Make sure you put a block behind it and secure it so it won't move when you turn it on and off. :laughing:

HenryG 02-09-2010 02:20 PM

Quote:

Originally Posted by daveb1 (Post 396900)
Shark bites would possibly work but depending on the width of the new valve and the length of the sharkbite, you might not have enough room between the studs.Have you thought about using PEX?Easy to work with and would be very forgiving on the depth inside the wall.

I don't know too much about pex, but I've heard good things. I'd rather not start with something like that right now because I'm trying to get the bathroom back together asap. :thumbup:

I bought a few sharkbites to take a look and they don't appear to be a problem.

My next thought is to keep the valve, and get a new kit. It's not ideal, but I don't trust my soldering skills since this will be closed in a wall. I've done soldering under the house, and that had held up fine, but this would always be in the back of my mind.

I found a kit through Moen that they said would work. I think I may go this route and if I need to replace it in the future I can tear out the drywall from behind, and replace it this way.

HenryG 02-09-2010 02:21 PM

Quote:

Originally Posted by Alan (Post 397015)
I would reccomend replacing the valve if you have the wall open already if you think you can do it. It's not that difficult.

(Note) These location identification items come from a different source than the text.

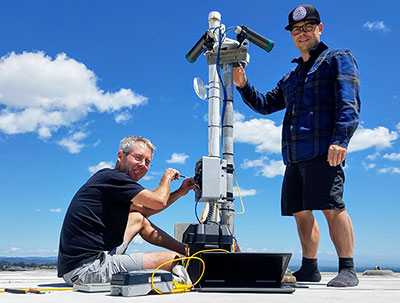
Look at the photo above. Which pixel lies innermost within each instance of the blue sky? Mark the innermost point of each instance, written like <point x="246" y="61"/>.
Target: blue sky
<point x="78" y="76"/>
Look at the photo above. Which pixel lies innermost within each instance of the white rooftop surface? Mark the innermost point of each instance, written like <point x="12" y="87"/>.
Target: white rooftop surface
<point x="371" y="289"/>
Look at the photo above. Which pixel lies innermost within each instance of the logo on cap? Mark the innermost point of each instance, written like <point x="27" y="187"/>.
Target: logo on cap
<point x="299" y="13"/>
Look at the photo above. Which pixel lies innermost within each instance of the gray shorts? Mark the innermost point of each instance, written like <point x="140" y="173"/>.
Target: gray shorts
<point x="101" y="269"/>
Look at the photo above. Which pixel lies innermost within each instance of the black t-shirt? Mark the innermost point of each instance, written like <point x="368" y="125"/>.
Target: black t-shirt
<point x="96" y="218"/>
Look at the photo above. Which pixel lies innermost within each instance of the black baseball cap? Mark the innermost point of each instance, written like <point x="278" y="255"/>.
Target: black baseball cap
<point x="302" y="13"/>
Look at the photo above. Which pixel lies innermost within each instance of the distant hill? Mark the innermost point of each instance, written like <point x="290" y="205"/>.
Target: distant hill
<point x="30" y="260"/>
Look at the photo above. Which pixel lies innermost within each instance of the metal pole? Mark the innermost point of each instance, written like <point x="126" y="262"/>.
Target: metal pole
<point x="214" y="21"/>
<point x="227" y="147"/>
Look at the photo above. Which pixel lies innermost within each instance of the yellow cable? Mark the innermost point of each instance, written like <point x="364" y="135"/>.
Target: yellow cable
<point x="181" y="288"/>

Hold your tape measure across the studs where the valve will be mounted so that if you're looking down at your tape measure, the numbers will be facing up. Then position your valve at the wall, and the outside edge of your tape measure should fall about 1/2 way in the middle of the plastic backing plate. This is how we always rough them in and have no issues with them.

Make sure you put a block behind it and secure it so it won't move when you turn it on and off. :laughing:

Ideally this is what I want to do, but if this kit I purchased works I'll just go that route.